This evening I came home from work, wandered over to Metafilter, which I had been too busy to check for most of the day, and learned that evolutionary biologist Stephen Jay Gould had died of cancer in his home earlier today. A little while later, I wandered into the bedroom and dug out my copy of Full House: The Spread of Excellence from Plato to Darwin, which like most of the nonfiction on my bookshelf has gone largely unread since first purchased. Thumbing through it now, two passages in particular stand out, and I offer them here without comment — not because they seem especially prescient or connected to Gould’s death, but simply because they are interesting ideas, and I do not wish to forget them:
We are driven to view evolution’s thrust as predictable and progressive in order to place a positive spin upon geology’s most frightening fact — the restriction of human existence to the last sliver of earthly time. With such a spin, our limited time no longer threatens our universal importance. We may have occupied only the most recent moment as Homo sapiens, but if several billion preceding years displayed an overarching trend that sensibly culminated in our mental evolution, then our eventual origin has been implicit from the beginning of time. In one important sense, we have been around from the start. In principio erat verbum.

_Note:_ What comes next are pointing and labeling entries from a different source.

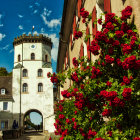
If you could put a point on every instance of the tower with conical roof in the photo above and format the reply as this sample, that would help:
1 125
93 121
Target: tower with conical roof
32 90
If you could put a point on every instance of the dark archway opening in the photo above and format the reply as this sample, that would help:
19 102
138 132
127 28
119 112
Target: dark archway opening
33 121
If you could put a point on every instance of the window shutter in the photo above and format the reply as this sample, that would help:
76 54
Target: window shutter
88 43
94 26
74 24
107 6
81 51
79 7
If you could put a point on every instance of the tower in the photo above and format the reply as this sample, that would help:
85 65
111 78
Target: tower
32 90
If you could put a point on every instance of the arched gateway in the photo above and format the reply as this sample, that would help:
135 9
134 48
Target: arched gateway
32 91
27 120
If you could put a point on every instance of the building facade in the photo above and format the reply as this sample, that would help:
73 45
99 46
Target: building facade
6 102
31 89
71 20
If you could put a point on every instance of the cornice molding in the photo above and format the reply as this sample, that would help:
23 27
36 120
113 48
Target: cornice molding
32 39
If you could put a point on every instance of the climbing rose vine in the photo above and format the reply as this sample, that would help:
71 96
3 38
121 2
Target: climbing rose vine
103 101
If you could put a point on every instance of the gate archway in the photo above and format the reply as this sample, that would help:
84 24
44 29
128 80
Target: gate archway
29 125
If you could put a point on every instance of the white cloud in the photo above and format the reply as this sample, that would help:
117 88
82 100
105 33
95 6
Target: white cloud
37 4
20 27
20 16
35 11
52 23
46 12
11 50
2 36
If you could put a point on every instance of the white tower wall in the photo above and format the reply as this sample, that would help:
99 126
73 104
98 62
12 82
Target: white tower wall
32 99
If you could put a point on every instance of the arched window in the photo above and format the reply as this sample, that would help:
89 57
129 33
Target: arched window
32 56
46 58
40 87
25 73
40 73
25 87
18 57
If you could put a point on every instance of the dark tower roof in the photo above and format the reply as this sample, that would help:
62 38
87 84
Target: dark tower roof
6 83
32 39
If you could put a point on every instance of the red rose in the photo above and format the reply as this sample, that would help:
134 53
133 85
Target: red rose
110 133
137 65
109 59
61 116
116 43
110 26
91 134
131 33
75 112
75 62
105 31
100 21
127 94
106 112
119 62
54 78
77 34
111 50
74 77
61 108
73 119
99 139
68 121
65 94
124 27
94 48
126 80
108 83
100 36
119 34
126 13
48 74
136 138
109 17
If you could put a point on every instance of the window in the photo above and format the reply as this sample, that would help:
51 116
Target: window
32 56
25 87
18 57
25 73
40 87
40 73
3 91
5 105
4 124
46 58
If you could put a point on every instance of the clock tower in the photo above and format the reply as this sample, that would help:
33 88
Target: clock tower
32 90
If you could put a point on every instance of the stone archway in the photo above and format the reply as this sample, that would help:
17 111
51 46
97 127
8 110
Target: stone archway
27 121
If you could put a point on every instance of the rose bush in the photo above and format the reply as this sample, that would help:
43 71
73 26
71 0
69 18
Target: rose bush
103 102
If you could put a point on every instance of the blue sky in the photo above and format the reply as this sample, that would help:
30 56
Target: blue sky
18 17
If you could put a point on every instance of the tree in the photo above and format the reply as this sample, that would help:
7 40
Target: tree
103 102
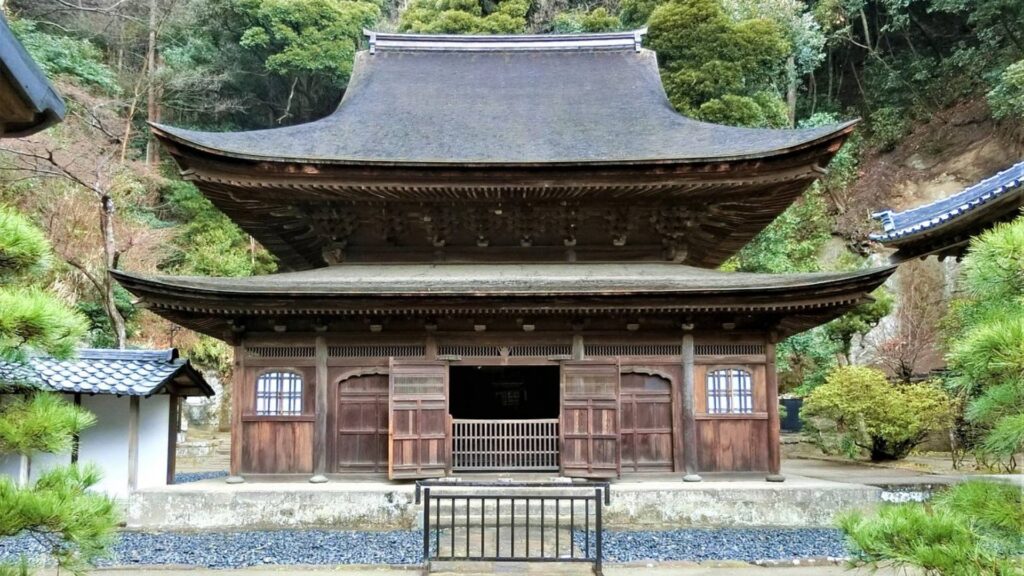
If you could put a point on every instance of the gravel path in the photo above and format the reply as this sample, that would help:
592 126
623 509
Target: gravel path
749 544
237 549
185 478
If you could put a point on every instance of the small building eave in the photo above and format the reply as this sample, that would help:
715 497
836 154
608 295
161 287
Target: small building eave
28 99
114 372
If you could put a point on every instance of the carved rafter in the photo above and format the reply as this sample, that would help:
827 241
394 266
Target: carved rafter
334 225
622 220
675 223
439 222
528 222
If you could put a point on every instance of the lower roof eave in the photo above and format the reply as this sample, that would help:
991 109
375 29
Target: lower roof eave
221 313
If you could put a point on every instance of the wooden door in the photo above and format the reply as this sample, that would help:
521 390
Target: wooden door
419 445
645 422
590 419
363 423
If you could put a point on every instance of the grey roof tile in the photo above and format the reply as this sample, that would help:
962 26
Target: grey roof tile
124 372
908 223
18 69
473 100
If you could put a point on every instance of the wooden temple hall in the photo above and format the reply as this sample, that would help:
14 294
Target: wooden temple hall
501 253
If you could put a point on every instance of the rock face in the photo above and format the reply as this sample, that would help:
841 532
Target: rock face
958 148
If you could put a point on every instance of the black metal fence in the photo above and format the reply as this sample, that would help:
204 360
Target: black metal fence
512 522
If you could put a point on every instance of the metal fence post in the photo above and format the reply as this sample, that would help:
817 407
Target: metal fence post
426 530
598 547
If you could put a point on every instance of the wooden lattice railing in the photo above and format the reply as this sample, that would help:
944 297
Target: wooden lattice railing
504 445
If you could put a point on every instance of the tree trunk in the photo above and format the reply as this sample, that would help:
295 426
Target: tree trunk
153 104
791 92
111 261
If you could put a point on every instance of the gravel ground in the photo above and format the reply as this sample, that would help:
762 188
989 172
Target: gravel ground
238 549
749 544
185 478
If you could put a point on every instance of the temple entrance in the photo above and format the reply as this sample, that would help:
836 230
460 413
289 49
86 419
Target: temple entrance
504 417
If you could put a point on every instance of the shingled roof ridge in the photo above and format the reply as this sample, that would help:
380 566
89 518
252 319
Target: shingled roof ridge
168 355
503 43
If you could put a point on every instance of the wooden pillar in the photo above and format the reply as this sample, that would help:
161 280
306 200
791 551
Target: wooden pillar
689 413
133 423
238 394
76 440
321 432
173 421
771 397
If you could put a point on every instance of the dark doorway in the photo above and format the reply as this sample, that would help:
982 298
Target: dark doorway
492 393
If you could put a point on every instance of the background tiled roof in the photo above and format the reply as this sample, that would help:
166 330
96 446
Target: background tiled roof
121 372
916 220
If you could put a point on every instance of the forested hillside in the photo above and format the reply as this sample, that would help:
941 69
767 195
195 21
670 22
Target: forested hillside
938 83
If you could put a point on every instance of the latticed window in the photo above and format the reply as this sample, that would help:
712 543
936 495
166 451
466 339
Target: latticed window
730 392
279 394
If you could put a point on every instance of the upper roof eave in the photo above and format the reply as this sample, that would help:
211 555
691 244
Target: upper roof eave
835 131
496 281
516 100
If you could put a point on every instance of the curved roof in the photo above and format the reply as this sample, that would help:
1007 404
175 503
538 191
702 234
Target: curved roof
945 225
416 99
37 105
475 280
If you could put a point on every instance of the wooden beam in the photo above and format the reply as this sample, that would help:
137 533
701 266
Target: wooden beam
133 423
771 396
322 407
689 417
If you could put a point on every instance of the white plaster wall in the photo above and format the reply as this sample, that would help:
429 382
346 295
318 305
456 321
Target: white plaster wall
105 444
153 427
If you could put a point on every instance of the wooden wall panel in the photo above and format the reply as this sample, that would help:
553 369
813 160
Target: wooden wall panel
276 447
646 423
732 445
361 423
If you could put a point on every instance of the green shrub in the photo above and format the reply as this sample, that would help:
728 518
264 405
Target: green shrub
974 529
857 407
888 126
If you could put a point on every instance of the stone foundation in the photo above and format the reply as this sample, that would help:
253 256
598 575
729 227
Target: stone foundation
382 505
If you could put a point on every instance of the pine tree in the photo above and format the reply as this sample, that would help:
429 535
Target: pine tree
75 526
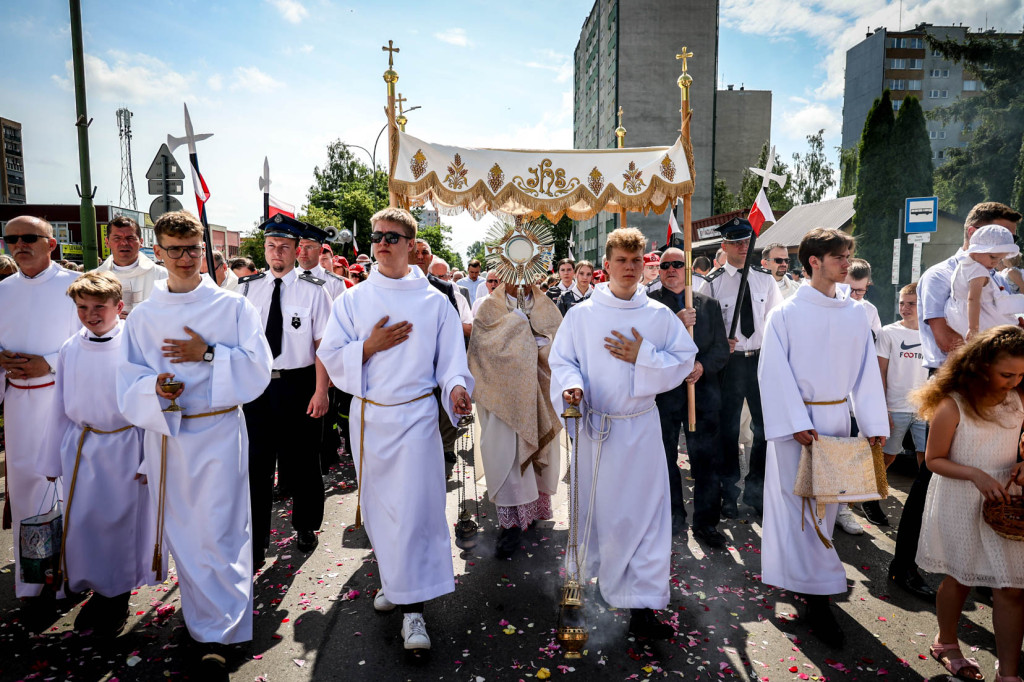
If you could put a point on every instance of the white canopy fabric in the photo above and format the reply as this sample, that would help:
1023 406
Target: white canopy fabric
534 182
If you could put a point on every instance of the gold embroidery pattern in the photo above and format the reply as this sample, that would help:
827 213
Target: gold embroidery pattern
668 169
496 178
456 178
546 181
633 182
595 181
418 165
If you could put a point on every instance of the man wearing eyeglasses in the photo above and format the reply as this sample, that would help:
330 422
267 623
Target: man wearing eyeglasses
284 423
195 460
704 444
36 317
390 342
775 258
134 269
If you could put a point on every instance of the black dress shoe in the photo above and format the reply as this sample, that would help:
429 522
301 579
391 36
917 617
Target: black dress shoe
508 543
875 513
643 623
306 541
910 581
711 537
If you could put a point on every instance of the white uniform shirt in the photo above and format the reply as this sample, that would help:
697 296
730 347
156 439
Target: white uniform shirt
723 285
305 307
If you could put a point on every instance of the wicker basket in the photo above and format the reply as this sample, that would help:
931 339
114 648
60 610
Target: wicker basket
1006 518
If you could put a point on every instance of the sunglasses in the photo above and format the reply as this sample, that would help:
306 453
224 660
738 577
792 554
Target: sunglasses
28 239
390 238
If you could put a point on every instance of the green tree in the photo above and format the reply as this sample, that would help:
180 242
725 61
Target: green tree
877 204
847 172
813 174
984 170
780 199
723 201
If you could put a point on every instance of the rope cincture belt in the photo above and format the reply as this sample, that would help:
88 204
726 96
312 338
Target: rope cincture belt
71 496
363 430
158 554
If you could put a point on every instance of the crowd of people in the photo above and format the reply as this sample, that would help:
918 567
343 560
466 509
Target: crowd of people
172 442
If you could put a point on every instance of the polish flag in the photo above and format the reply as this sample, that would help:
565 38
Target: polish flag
674 229
760 213
276 206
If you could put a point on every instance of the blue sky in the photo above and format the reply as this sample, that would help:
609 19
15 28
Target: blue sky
284 78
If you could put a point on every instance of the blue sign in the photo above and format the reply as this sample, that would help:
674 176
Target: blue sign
921 215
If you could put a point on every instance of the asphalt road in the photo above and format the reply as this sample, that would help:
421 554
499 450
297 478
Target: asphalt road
315 620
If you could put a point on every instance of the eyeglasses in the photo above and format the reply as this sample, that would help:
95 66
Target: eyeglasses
28 239
175 253
390 238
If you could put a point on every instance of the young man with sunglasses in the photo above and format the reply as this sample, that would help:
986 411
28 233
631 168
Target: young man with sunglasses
390 342
704 444
196 460
775 259
37 317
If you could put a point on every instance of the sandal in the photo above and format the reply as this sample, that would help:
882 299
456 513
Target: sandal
958 668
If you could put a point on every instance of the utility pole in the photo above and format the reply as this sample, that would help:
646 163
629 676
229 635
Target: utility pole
86 192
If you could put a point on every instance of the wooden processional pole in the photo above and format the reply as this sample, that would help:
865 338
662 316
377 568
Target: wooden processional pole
684 82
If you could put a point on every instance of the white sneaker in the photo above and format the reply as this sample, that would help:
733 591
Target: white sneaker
414 631
381 602
848 521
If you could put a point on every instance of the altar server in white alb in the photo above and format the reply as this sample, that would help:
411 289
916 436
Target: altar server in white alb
818 354
36 317
616 351
197 460
388 343
108 524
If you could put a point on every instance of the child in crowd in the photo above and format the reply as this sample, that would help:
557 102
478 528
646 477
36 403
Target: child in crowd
978 300
976 414
108 531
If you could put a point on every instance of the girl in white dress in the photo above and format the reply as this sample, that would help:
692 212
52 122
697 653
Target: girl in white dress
976 414
978 300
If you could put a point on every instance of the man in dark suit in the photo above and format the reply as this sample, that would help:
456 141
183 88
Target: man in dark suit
702 444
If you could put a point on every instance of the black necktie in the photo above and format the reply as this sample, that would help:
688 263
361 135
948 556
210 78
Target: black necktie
747 313
274 320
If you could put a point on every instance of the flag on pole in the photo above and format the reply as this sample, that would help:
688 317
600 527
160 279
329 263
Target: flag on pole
276 206
674 229
760 213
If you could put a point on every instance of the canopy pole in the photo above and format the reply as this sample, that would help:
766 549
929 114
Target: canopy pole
684 82
391 77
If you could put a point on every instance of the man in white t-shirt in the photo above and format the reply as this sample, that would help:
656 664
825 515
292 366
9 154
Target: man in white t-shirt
900 359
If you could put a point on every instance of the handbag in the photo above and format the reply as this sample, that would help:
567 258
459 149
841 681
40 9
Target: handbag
39 540
834 470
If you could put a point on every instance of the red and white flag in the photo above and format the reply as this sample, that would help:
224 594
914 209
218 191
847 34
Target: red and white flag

God bless ignorance! If we were much smarter, or had been at it much longer, we might actually be approaching a right wall of complete (or at least adequate) knowledge, thus leaving scientists with little of interest to do. We are in no danger whatever of any such limitation over the next several generations. In other words, our current storehouse of knowledge lies so far from the right wall of what we might learn that science need not fear any obolescence.